My family loves these easy tuna or salmon cakes! I think this would be a great recipe to try for kids that might not be into seafood. They get a crispy outside from frying them in the coconut oil that gives them a great flavor and texture!
These are a great and easy go-to lunch if you don’t really have much in your fridge. I always keep extra cans of tuna and wild salmon in my pantry so I always have something on hand if things in my refrigerator are getting low.
Using a cast iron pan works best for this as will help it not stick to the pan.
Prep time: 5 minutes
Cook time: 6 minutes
- 2 6 0z. cans of tuna or wild salmon
- 1 egg
- 3 tbsps. coconut oil
- Your choice of seasonings (I like to use garlic powder, turmeric, dried dill or parsley, and sometimes throw in some chipotle or paprika.
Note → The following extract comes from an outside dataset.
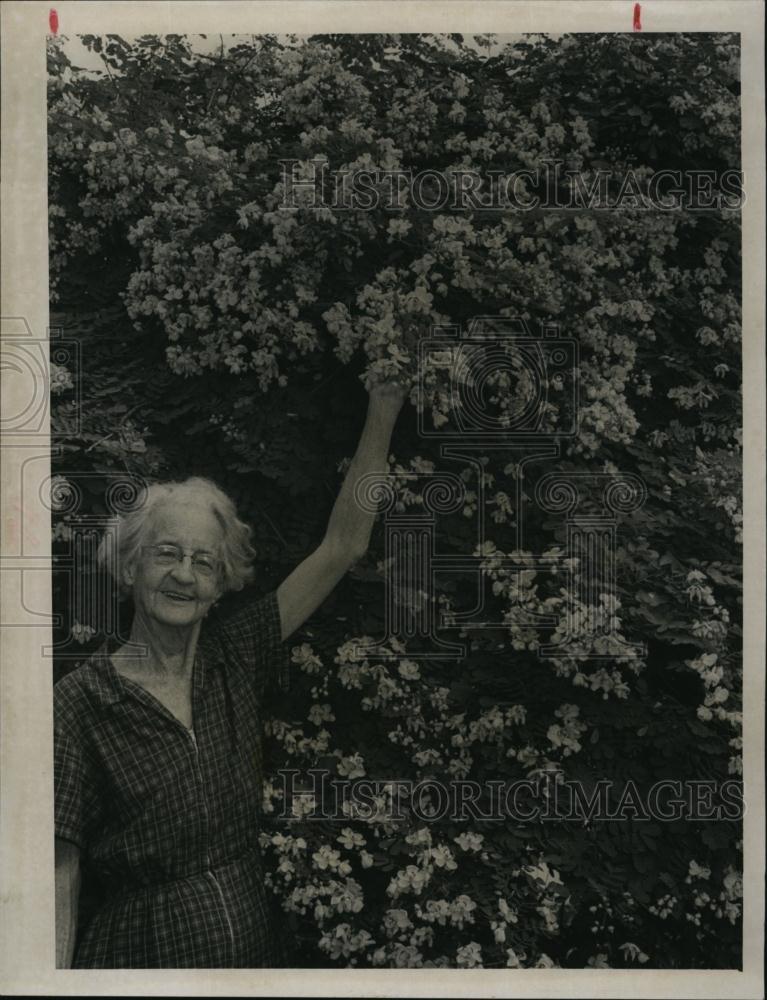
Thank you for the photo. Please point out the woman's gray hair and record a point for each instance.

Whatever you have on hand!)
- 1/2 tsp. salt
- Drain canned choice of fish and empty into medium size bowl.
- Add egg, and spices
- Form into patties, makes about 8 – 10.
- Heat pan on med-high to high heat. Melt coconut oil in the pan and make sure it gets very hot before adding the fishcakes (try no to let it smoke though).
- Carefully add cakes to the oil and let cook for 2-3 minutes, until browned and slightly crispy on bottom.
- Turn over and cook another 2-3 minutes
You can serve with a lemon and herbs on top if you would like, but we usually don’t get that fancy and just eat them right up with our hands!